4. Si l'arrêté attaqué a pour objet d'exécuter le jugement cité au point 1 en sorte que la décision portant obligation de quitter le territoire français ne serait a priori que la reprise pour information de celle figurant dans l'arrêté du 16 août 2024 partiellement annulé, il ressort toutefois des pièces du dossier que la situation de M. B a fait l'objet, postérieurement à ce jugement, d'un changement dans les circonstances de faits ainsi qu'il ressort du certificat de mariage, de la convocation à une formation, de bulletins de paie, de l'offre d'emploi et des attestations produits au dossier. Dans ces circonstances, l'arrêté contesté révèle une nouvelle décision portant obligation de quitter le territoire français. Par ailleurs, alors que l'article 1er de l'arrêté partiellement annulé portait explicitement obligation de quitter le territoire français, l'article 1er de l'arrêté contesté modifie l'article 1er de l'arrêté du 16 août 2024 en indiquant que le requérant " est informé qu'il lui est fait obligation de quitter le territoire français " or, il ne peut juridiquement être " informé " qu'il fait l'objet d'une obligation de quitter le territoire français dont la décision a été supprimée par cet article 1er objet du présent recours en sorte que la mention, pour regrettable soit elle, de l'obligation de quitter le territoire français citée dans l'arrêté attaqué du 21 janvier 2025 ne peut être considérée que comme une nouvelle décision portant obligation de quitter le territoire français abrogeant donc celle figurant à l'arrêté du 16 août 2024. Or, il ne ressort aucunement de la décision attaquée une motivation tant en droit qu'en fait concernant cette décision. Par suite, le moyen tiré de l'insuffisance de motivation de la décision portant obligation de quitter le territoire français doit être accueilli.
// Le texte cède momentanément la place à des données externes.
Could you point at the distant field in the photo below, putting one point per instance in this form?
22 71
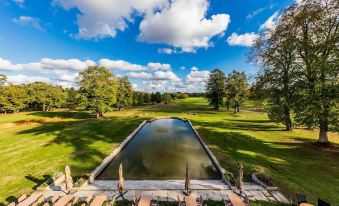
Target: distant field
29 154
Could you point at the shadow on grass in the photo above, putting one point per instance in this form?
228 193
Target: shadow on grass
295 166
83 135
64 114
39 181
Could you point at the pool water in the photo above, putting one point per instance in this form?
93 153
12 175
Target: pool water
160 150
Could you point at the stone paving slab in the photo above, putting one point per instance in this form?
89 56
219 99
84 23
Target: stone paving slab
169 190
279 197
156 185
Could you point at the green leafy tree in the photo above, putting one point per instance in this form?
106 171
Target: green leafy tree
124 93
135 99
45 97
167 98
12 98
3 78
215 89
140 98
73 98
278 77
147 98
236 88
99 89
317 38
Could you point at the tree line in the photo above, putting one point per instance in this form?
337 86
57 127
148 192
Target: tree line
100 91
299 67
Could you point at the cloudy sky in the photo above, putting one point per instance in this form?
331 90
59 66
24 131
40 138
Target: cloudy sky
161 45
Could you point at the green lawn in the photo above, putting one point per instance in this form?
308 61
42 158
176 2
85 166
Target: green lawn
29 154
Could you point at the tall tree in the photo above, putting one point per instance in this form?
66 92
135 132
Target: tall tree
167 98
124 93
157 97
73 98
236 88
215 88
147 98
12 98
275 51
3 78
45 97
140 98
316 34
99 88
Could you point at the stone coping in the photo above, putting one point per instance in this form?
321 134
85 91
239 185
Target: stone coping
116 151
107 185
211 156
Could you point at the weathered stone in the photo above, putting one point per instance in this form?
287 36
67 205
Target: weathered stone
280 197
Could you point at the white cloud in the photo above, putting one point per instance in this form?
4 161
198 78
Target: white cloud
169 75
64 64
29 21
120 65
255 13
194 68
46 64
184 25
197 76
271 22
158 66
139 75
246 39
103 18
65 77
7 65
20 3
166 51
23 79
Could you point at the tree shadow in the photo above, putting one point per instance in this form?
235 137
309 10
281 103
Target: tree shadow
39 181
260 125
294 166
63 114
82 136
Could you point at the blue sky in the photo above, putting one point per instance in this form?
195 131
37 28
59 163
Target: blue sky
161 45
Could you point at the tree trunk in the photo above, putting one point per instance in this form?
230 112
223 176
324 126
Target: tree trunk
323 138
288 120
235 107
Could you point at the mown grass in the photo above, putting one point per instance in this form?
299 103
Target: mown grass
30 154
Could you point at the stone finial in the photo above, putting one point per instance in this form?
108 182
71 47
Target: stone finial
68 178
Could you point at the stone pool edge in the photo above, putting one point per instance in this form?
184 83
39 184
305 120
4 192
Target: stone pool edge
116 151
211 155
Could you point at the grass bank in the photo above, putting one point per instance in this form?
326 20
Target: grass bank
31 153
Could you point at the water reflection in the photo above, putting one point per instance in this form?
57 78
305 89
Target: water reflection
160 150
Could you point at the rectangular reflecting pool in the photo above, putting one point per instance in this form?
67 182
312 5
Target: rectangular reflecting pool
160 150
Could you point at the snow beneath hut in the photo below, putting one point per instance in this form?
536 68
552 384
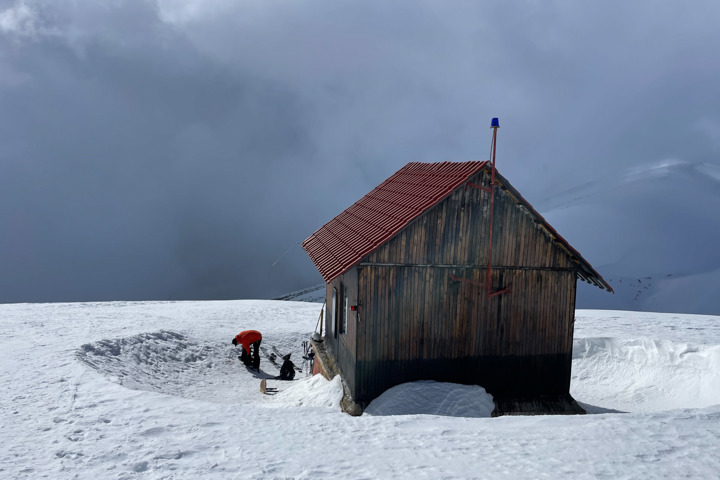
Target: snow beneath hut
155 390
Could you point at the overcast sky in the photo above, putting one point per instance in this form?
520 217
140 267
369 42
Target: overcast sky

5. Il résulte de ce qui précède, sans qu'il soit besoin d'examiner les autres moyens de la requête, que M. B est fondé à demander l'annulation de l'arrêté du 21 janvier 2025 par laquelle le préfet du Cher a modifié les articles 1er et 2 de l'arrêté du 16 août 2024 en ce qu'il l'oblige à quitter le territoire français dans un délai de trente jours, a fixé le pays à destination duquel il pourra être éloigné d'office et l'a interdit de retour sur le territoire français pour une durée de trois ans.
Sur les conclusions à fin d'injonction :
6. Aux termes de l'article L. 911-2 du même code : " Lorsque sa décision implique nécessairement qu'une personne morale de droit public ou un organisme de droit privé chargé de la gestion d'un service public prenne à nouveau une décision après une nouvelle instruction, la juridiction, saisie de conclusions en ce sens, prescrit, par la même décision juridictionnelle, que cette nouvelle décision doit intervenir dans un délai déterminé. ". Aux termes de l'article
L. 614-16 du code de l'entrée et du séjour des étrangers et du droit d'asile : " Si la décision portant obligation de quitter le territoire français est annulée, il est immédiatement mis fin aux mesures de surveillance prévues aux articles () L. 731-1 et (), et l'étranger est muni d'une autorisation provisoire de séjour jusqu'à ce que l'autorité administrative ait à nouveau statué sur son cas. ".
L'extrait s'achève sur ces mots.